Citigroup Inc.’s shortfall is more limited because the company already plans to convert government preferred shares to common stock, people familiar with the results said. JPMorgan Chase & Co. doesn’t need a deeper reserve against losses, according to people familiar with that company’s result.

The banks may outline their strategies to add capital, or in other cases buy out government stakes, after the Federal Reserve publishes the stress tests results tomorrow. Companies requiring more capital could raise all the funds through conversions of preferred shares if they choose, the people said.

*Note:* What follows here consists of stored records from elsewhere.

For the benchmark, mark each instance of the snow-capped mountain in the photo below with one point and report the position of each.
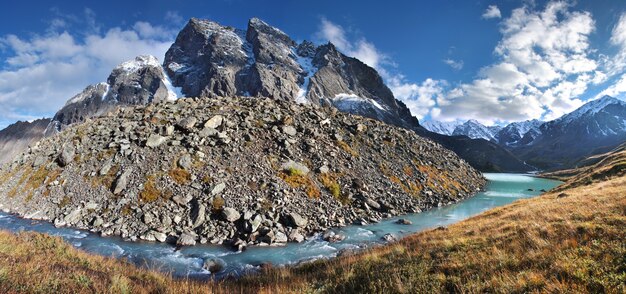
(475, 130)
(514, 133)
(444, 128)
(138, 81)
(596, 127)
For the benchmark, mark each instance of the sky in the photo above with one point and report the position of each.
(493, 61)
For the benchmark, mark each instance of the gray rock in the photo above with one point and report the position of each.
(198, 214)
(213, 265)
(214, 122)
(292, 166)
(67, 155)
(280, 237)
(73, 217)
(185, 162)
(121, 182)
(230, 214)
(218, 189)
(161, 237)
(290, 130)
(155, 140)
(297, 220)
(296, 236)
(389, 238)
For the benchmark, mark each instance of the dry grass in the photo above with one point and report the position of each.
(330, 182)
(56, 267)
(569, 241)
(295, 179)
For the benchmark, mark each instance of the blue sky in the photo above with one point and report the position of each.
(495, 61)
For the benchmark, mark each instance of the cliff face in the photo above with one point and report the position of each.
(249, 170)
(211, 60)
(136, 82)
(16, 138)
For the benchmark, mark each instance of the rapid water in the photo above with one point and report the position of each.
(502, 189)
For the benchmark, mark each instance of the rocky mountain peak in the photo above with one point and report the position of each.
(135, 82)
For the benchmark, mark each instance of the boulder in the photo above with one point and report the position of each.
(67, 155)
(155, 140)
(296, 220)
(230, 214)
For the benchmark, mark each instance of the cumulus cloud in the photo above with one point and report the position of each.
(420, 98)
(361, 49)
(454, 64)
(492, 12)
(43, 71)
(544, 65)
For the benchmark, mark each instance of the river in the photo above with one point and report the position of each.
(501, 189)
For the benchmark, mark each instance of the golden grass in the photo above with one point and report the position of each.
(345, 147)
(329, 181)
(295, 179)
(567, 241)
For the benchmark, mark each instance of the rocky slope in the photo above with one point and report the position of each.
(250, 170)
(594, 128)
(208, 59)
(135, 82)
(16, 138)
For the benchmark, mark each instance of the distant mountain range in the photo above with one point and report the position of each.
(596, 127)
(212, 60)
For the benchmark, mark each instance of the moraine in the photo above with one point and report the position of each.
(502, 189)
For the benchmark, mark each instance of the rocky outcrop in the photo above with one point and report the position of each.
(250, 171)
(211, 60)
(135, 82)
(15, 138)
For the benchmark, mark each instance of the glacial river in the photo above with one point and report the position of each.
(502, 189)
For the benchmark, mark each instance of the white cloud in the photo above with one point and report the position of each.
(362, 49)
(454, 64)
(43, 71)
(492, 12)
(544, 66)
(420, 99)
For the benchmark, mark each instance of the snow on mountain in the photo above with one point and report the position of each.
(444, 128)
(306, 63)
(475, 130)
(513, 133)
(590, 108)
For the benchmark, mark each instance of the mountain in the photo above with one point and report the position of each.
(135, 82)
(244, 170)
(211, 60)
(475, 130)
(15, 138)
(517, 133)
(444, 128)
(596, 127)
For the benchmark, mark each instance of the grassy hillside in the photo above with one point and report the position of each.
(571, 240)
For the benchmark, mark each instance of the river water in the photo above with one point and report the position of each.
(501, 189)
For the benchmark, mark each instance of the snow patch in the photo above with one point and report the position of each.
(138, 63)
(173, 93)
(85, 94)
(308, 69)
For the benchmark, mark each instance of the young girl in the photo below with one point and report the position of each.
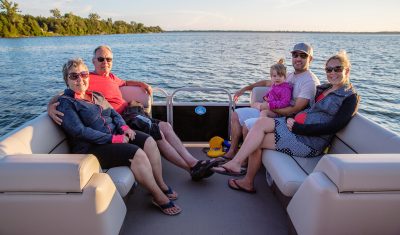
(277, 97)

Sources I've spoken to who have some limited knowledge of the results of the stress tests tell me that roughly half the banks tested will need further bailouts, but BofA is the largest eyesore on the horizon.

Mr. President, Chairman Bernanke, Secretary Geithner, the time has come for triage. Bank of America, for example, has already benefitted from bailouts to the tune of $45 billion dollars. It's clear that it cannot possibly raise another $35 billion on its own, it will rely heavily on government help.

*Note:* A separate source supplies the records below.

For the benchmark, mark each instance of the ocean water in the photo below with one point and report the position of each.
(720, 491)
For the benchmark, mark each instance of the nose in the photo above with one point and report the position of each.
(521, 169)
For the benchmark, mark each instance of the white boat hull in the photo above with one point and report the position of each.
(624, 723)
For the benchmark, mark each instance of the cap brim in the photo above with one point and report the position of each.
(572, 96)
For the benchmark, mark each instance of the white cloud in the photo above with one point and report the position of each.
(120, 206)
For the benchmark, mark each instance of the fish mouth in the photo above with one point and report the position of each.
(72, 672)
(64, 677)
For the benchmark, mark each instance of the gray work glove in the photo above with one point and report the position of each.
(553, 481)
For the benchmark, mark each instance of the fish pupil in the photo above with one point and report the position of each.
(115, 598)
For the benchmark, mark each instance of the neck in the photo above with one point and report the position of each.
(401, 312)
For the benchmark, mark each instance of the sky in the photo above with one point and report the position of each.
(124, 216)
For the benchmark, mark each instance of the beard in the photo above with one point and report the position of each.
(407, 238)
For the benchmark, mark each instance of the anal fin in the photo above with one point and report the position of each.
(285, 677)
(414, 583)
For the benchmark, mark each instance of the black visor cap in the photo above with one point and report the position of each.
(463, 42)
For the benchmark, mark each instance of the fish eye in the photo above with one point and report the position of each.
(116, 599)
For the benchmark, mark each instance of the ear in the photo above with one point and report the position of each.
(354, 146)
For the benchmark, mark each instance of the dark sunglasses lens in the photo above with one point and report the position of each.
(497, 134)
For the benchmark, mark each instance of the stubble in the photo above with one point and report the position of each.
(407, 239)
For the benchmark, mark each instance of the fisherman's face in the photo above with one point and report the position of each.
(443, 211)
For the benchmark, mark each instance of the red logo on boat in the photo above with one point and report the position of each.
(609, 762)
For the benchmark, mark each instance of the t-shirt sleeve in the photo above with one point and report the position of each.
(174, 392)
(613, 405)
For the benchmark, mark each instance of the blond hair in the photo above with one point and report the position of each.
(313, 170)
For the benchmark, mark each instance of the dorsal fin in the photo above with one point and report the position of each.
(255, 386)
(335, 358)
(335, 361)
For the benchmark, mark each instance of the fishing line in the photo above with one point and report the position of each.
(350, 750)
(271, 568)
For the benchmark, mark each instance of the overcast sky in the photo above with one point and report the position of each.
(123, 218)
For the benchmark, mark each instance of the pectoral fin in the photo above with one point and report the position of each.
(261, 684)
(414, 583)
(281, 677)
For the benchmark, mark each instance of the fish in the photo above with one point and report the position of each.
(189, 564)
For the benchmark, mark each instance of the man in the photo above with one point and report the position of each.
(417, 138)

And other banks similarly positioned will be chomping at the bit for a handout. It is time to look at a guided bankruptcy, similar to the one Chrysler filed last week and GM will likely file before long.

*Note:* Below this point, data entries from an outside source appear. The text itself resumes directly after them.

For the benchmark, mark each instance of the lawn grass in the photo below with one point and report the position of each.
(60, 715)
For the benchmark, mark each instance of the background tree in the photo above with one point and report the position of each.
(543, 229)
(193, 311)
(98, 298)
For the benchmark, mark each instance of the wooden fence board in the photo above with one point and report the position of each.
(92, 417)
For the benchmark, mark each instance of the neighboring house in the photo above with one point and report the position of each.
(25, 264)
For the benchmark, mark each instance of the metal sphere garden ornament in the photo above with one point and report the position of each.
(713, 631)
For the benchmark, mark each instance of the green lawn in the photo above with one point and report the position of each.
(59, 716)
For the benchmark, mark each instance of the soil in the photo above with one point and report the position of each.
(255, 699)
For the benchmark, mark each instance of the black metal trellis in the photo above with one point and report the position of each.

This will mean, in the case of BofA, writing off the $45 billion dollars. Better to take the hit now, and work out an arrangement with the new owner of Bank of America for an equity stake over a longer term than anticipated.

Bank of America is a singular case in this instance. Had it not been greedy and purchased Merrill Lynch (at the complicit urging of the Bush administration, we should point out), it likely would have survived its earlier greedy decisions to consolidate the purchases of MBNA, Fleet Bank, US Trust, and its most questionable purchase, Countrywide Financial, just ahead of the sub-prime mortgage crisis of which Countrywide was a, if not the, main player.

It's one thing when a bank gets its clothes dirty playing in the mud of securitized debt obligations and unhedged risk plays. It's another when a bank goes out of its way to collide with the earth.

Or to put it in a clearer idiom, it's one thing to get behind the wheel when you've had a beer, quite another to get behind the wheel drunk and carrying a six pack to consume on the way.

My sense is that Bank of America needs to be reorganized and then recapitalized with a different charter. Indeed, perhaps we ought to rethink the entire banking industry so that there is some safe place for the average American to put his money.